7 Namelijk de tent der samenkomst, en de ark der getuigenis, en het verzoendeksel, dat daarop zal zijn, en al het gereedschap der tent;

8 En de tafel, met haar gereedschap; en den louteren kandelaar, met al zijn gereedschap; en het reukaltaar;

9 Ook des brandoffers altaar, met al zijn gereedschap; en het wasvat met zijn voet;

10 En de ambtsklederen, en de heilige klederen van den priester Aaron, en de klederen van zijn zonen, om het priesterambt te bedienen;

11 Ook de zalfolie, en het reukwerk van welriekende specerijen voor het heiligdom; naar alles, wat Ik u geboden heb, zullen zij het maken.

12 Verder sprak de HEERE tot Mozes, zeggende:

13 Gij nu, spreek tot de kinderen Israels, zeggende: Gij zult evenwel mijn sabbatten onderhouden; want dit is een teken tussen Mij en tussen ulieden, bij uw geslachten; opdat men wete, dat Ik de HEERE ben, Die u heilige.

14 Onderhoudt dan den sabbat, dewijl hij ulieden heilig is! Wie hem ontheiligt, zal zekerlijk gedood worden; want een ieder, die op denzelven enig werk doet, die ziel zal uitgeroeid worden uit het midden harer volken.

15 Zes dagen zal men het werk doen; doch op den zevenden dag is de sabbat der rust, een heiligheid des HEEREN! Wie op de sabbatdag arbeid doet, zal zekerlijk gedood worden.

16 Dat dan de kinderen Israels de sabbat houden, de sabbat onderhoudende in hun geslachten, tot een eeuwig verbond.

17 Hij zal tussen Mij en tussen de kinderen Israels een teken in eeuwigheid zijn; dewijl de HEERE, in zes dagen, den hemel en de aarde gemaakt, en op den zevenden dag gerust en Zich verkwikt heeft.

18 En Hij gaf aan Mozes, als Hij met hem op den berg Sinai te spreken geeindigd had, de twee tafelen der getuigenis, tafelen van steen, beschreven met den vinger Gods.

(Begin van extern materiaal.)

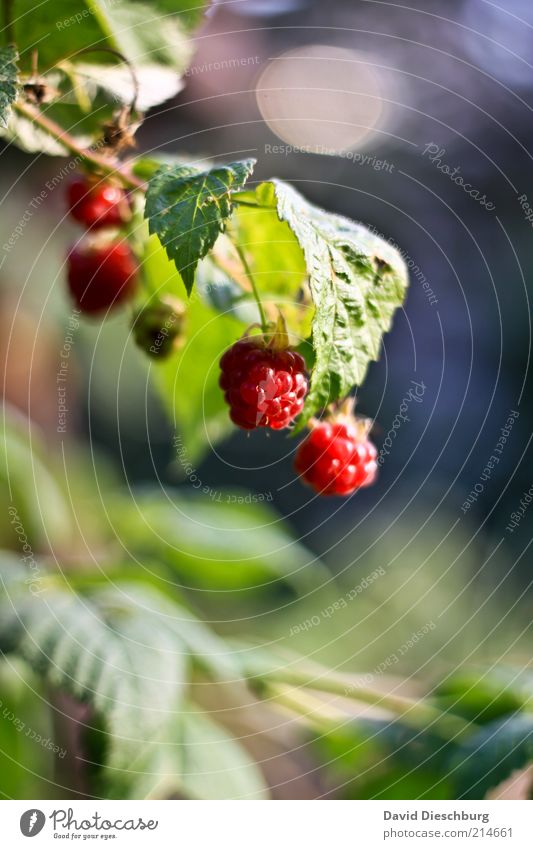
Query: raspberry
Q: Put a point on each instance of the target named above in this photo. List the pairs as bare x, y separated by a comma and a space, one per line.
96, 205
158, 327
264, 386
101, 276
337, 457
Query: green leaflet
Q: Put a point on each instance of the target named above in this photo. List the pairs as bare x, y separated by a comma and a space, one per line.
8, 81
357, 281
492, 754
187, 208
146, 33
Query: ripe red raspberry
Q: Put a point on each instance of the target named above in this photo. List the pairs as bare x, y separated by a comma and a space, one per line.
96, 205
101, 276
337, 457
263, 386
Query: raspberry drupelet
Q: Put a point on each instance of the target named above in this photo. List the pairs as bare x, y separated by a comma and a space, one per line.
337, 457
101, 277
264, 386
96, 205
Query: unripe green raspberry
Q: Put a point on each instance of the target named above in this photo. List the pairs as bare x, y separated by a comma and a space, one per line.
158, 327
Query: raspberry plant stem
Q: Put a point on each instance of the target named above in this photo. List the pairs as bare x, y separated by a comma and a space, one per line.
410, 711
248, 271
102, 163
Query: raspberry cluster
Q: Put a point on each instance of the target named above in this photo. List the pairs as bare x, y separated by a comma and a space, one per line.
101, 277
264, 387
96, 205
337, 457
101, 269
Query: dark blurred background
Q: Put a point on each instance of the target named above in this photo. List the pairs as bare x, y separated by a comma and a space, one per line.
406, 99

1 Depois disse o Senhor a Moisés:

2 Eis que eu tenho chamado por nome a Bezalel, filho de Uri, filho de Hur, da tribo de Judá,

3 e o enchi do espírito de Deus, no tocante à sabedoria, ao entendimento, à ciência e a todo ofício,

4 para inventar obras artísticas, e trabalhar em ouro, em prata e em bronze,

5 e em lavramento de pedras para engastar, e em entalhadura de madeira, enfim para trabalhar em todo ofício.

6 E eis que eu tenho designado com ele a Aoliabe, filho de Aisamaque, da tribo de Dã, e tenho dado sabedoria ao coração de todos os homens hábeis, para fazerem tudo o que te hei ordenado,

7 a saber: a tenda da revelação, a arca do testemunho, o propiciatório que estará sobre ela, e todos os móveis da tenda;

8 a mesa com os seus utensílios, o candelabro de ouro puro com todos os seus utensílios, o altar do incenso,

9 o altar do holocausto com todos os seus utensílios, e a pia com a sua base;

10 as vestes finamente tecidas, as vestes sagradas de Arão, o sacerdote, e as de seus filhos, para administrarem o sacerdócio;

11 o óleo da unção, e o incenso aromático para o lugar santo; eles farão conforme tudo o que te hei mandado.

12 Disse mais o Senhor a Moisés:

13 Falarás também aos filhos de Israel, dizendo: Certamente guardareis os meus sábados; porquanto isso é um sinal entre mim e vós pelas vossas gerações; para que saibais que eu sou o Senhor, que vos santifica.

14 Portanto guardareis o sábado, porque santo é para vós; aquele que o profanar certamente será morto; porque qualquer que nele fizer algum trabalho, aquela alma será exterminada do meio do seu povo.

15 Seis dias se trabalhará, mas o sétimo dia será o sábado de descanso solene, santo ao Senhor; qualquer que no dia do sábado fizer algum trabalho, certamente será morto.

16 Guardarão, pois, o sábado os filhos de Israel, celebrando-o nas suas gerações como pacto perpétuo. ,

17 Entre mim e os filhos de Israel será ele um sinal para sempre; porque em seis dias fez o Senhor o céu e a terra, e ao sétimo dia descansou, e achou refrigério.

18 E deu a Moisés, quando acabou de falar com ele no monte Sinai, as duas tábuas do testemunho, tábuas de pedra, escritas pelo dedo de Deus.